My friend has a saying for when the world feels particularly dark: “Most people are good.” I used to take comfort from that reminder. Unfortunately it’s not working so well for me any more, because it seems increasingly unlikely to be true.
This week, there was further confirmation in the rise of a new trend: seat snatching, the latest evidence that people across the board are getting meaner. The milk of human kindness appears to have curdled.
Well-documented on social media, seat snatching is when someone sits in the reserved train seat you have pre-booked, and refuses to move. Sometimes this will be subtle; they’ll pretend to be asleep, have headphones on, be glued to a book. At other times it’s blatant – they will look you in the eye and flatly announce they’re staying put.
“We buy RESERVED seats on a train to get to your seat and someone’s sat in it and telling you it’s a free for all so not moving and no one does anything about it, my seat says RESERVED on it and it’s on my train ticket,” one passenger ranted on TikTok. And that’s just for those who are brave/foolish enough to challenge a seat snatcher. “Currently standing on my two-hour train because someone sat in my seat and I’m afraid of confrontation,” reported another person.
Some train companies have policies in place to address this awful phenomenon. LNER’s Seat Guarantee Scheme promises passengers compensation if the seat they’ve booked isn’t available and staff can’t find another. Great Western Railway recommends you “contact a member of staff who would then be able to speak to the other customer and ask them to move”, while noting that they can’t force this to happen. National Rail also suggests, “Find the onboard train manager and they will be able to help you.” But again, if the seat snatcher says nope, what are they going to do?
Getting your money back isn’t even the point – well, not entirely. It’s the principle. For some, the idea that you would do The Wrong Thing, and then – instead of falling over yourself to apologise and make it right – double down, is unthinkable. What’s worrying is that it feels like the kind of human being who would act like this is fast becoming the majority.

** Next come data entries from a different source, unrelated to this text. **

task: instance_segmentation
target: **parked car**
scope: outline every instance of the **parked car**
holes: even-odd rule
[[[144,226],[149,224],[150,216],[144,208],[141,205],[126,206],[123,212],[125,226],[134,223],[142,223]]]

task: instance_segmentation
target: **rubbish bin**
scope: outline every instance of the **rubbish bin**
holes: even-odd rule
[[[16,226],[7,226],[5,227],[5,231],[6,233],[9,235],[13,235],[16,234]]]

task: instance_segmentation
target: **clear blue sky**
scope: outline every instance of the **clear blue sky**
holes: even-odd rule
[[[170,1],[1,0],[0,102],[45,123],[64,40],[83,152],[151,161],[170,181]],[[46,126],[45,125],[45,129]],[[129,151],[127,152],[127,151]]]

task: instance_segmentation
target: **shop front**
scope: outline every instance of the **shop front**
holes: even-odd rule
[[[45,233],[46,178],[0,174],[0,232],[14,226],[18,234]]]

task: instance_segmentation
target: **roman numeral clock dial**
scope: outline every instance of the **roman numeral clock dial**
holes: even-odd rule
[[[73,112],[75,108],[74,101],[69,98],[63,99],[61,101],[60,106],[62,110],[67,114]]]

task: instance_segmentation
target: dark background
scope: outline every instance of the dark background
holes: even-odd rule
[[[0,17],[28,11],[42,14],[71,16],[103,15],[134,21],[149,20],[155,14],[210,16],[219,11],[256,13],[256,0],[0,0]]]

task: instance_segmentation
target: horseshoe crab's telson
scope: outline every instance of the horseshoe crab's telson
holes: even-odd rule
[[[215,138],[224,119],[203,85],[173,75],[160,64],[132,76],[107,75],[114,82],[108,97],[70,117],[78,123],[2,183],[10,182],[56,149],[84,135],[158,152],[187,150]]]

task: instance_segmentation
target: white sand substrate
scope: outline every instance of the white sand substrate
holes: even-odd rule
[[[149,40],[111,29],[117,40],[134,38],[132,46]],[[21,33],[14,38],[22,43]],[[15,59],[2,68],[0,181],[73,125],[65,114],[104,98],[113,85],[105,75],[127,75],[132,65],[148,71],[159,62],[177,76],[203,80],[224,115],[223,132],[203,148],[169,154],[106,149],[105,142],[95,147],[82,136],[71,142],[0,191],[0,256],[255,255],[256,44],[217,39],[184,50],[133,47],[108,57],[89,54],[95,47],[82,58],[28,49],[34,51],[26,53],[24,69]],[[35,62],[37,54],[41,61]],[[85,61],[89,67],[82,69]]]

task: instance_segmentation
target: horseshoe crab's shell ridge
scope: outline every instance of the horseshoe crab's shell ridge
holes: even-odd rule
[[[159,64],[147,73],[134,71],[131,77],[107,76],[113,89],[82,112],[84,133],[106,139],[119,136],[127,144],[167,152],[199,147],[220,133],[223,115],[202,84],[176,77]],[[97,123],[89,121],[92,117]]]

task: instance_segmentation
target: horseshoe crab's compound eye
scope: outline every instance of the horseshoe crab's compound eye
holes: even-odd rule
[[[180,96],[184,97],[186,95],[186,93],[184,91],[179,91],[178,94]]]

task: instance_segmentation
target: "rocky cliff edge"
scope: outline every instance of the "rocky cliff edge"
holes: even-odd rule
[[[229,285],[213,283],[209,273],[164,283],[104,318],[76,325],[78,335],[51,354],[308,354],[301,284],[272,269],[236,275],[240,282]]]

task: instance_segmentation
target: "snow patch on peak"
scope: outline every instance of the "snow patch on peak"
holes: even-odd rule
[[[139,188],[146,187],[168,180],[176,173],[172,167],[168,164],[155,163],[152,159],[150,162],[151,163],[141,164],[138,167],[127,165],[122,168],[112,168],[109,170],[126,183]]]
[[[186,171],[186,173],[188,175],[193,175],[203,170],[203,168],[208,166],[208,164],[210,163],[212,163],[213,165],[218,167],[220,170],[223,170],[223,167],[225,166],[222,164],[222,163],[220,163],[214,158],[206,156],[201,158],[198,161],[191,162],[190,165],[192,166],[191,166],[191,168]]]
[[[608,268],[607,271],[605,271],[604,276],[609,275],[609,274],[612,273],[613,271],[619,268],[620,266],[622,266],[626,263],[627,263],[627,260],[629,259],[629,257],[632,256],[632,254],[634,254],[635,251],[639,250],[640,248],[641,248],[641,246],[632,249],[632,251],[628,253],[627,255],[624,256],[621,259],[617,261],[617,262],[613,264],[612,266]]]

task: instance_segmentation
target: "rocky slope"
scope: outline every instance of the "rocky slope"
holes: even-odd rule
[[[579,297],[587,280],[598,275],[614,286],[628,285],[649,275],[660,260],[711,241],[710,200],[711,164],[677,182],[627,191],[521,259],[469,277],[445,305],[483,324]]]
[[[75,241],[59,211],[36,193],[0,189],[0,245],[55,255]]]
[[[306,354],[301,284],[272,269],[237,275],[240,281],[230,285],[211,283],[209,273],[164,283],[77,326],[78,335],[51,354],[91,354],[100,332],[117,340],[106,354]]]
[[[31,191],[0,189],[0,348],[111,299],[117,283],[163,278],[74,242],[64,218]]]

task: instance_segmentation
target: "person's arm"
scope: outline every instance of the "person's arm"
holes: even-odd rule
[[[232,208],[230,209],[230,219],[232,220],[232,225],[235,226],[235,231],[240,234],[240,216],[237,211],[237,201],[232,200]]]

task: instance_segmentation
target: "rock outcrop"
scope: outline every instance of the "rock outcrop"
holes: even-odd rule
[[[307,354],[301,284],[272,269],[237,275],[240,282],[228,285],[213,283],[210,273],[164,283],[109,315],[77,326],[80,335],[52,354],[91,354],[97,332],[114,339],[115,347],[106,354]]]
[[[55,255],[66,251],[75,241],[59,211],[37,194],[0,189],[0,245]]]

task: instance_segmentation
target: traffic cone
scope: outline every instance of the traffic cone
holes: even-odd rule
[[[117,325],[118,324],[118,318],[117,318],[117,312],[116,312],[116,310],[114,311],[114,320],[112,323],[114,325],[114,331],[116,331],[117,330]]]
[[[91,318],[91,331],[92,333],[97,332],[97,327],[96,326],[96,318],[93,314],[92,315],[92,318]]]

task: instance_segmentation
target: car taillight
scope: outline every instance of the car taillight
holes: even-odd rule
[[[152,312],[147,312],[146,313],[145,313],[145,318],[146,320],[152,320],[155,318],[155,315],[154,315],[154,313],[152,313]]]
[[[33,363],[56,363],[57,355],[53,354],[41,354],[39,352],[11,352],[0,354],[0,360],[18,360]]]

Most of us witness selfish, bad behaviour every day online, and have become shockingly numb to it. On social media sites, all nuance is dead, and users are certainly not backwards at coming forwards in disagreeing in the most aggressive language possible, seemingly with no thought for the other party’s feelings.
I had a personal, mind-blowing experience of this looking-out-for-number-one mindset, when my mum – who has mobility issues, so has been given a Blue Badge – was trying to park. There was one disabled bay, and somebody was already in it, with his engine running. We tried to get his attention to mime-ask whether he was about to go, but he was lost in his phone. There were no other spaces nearby, my mum simply wouldn’t have been able to walk that far, so she pulled over and I ran to his car. The window was down, so I politely asked if he was leaving. He said he wasn’t.

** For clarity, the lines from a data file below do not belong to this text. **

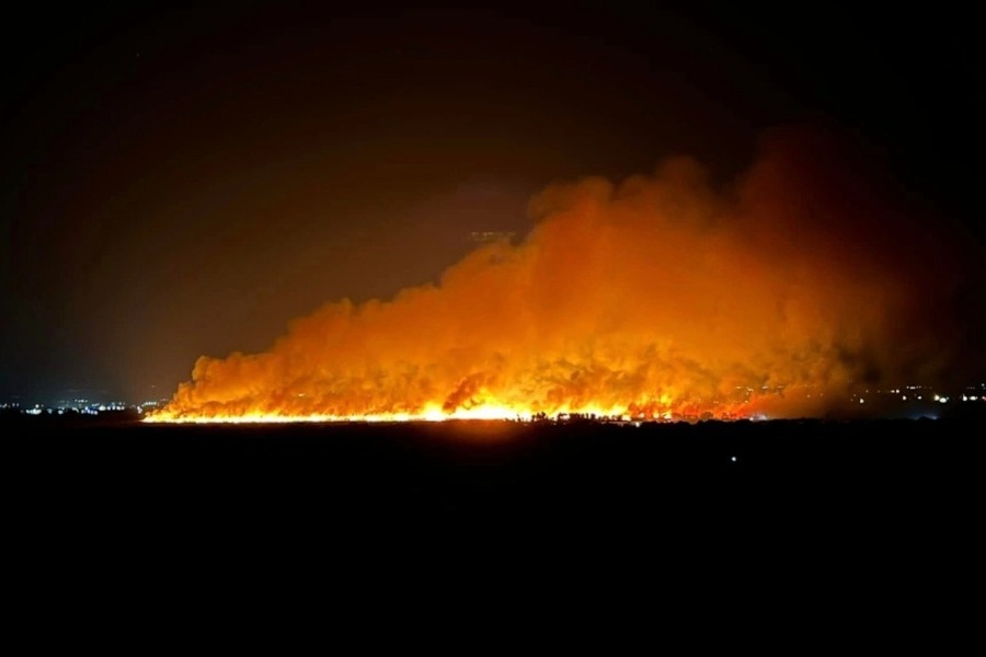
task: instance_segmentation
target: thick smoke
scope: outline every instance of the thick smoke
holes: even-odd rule
[[[268,351],[204,356],[160,417],[801,416],[852,383],[931,377],[954,337],[931,321],[948,253],[829,137],[776,134],[727,184],[677,158],[552,186],[519,244],[329,303]]]

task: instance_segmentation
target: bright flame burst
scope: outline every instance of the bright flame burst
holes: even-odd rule
[[[818,160],[768,150],[726,194],[689,159],[549,188],[521,243],[329,303],[265,353],[204,356],[147,420],[816,415],[826,390],[936,356],[903,333],[933,268],[878,252],[881,208],[851,168],[804,171]]]

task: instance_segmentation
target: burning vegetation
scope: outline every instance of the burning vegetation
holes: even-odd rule
[[[328,303],[267,351],[203,356],[150,419],[793,417],[933,377],[948,249],[834,143],[773,135],[726,184],[678,158],[551,186],[526,239]]]

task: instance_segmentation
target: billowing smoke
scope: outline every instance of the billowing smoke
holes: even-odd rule
[[[203,356],[159,418],[802,416],[933,377],[949,251],[829,137],[775,134],[725,184],[675,158],[551,186],[519,243],[328,303],[265,353]]]

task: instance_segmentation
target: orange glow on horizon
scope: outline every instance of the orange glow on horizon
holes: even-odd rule
[[[922,279],[867,232],[865,185],[813,166],[775,148],[726,191],[684,158],[552,186],[519,244],[204,356],[148,422],[803,417],[851,381],[928,371]]]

The rule is that you must display your Blue Badge on the dashboard, and he hadn’t, so I said, “Oh, you know this is a disabled space?”
“Yeah,” he mumbled. I asked if he had a Blue Badge.
“No. Do you?” he barked.
“My mum does, and she’s driving. We’d like to use this space please,” I said.
“I’m waiting,” he replied.
Baffled, I reiterated that my mum had the permit needed to park here, please could we use the space, and he repeated his line, that he was waiting. It took me longer than it should have for the penny to drop, to snap back to reality. He understood perfectly. He just didn’t care. Foolishly, I gave it one last go, recapping the situation – he was unlawfully parked in a disabled space that a disabled person needed to use, please.
“Get a life,” he spat.
I was genuinely stunned. He wasn’t embarrassed or ashamed. He couldn’t care less. I took a photo on my phone of his car parked in the space, because my inner Karen thought maybe I could report him later and, hilariously, that anyone would care, which it later transpired they would not. When I spoke to my local council about it, they said there was no point emailing in the picture because there was no traffic wardens around that day.
He was furious though. “What you’ve just done is illegal,” he screamed at me. It didn’t seem the right moment to point out the irony of this statement.
The incident stayed with me for days, making the world seem very bleak and hopeless. Most people are good? I want to believe this so much, sadly I’m just not sure it’s possible.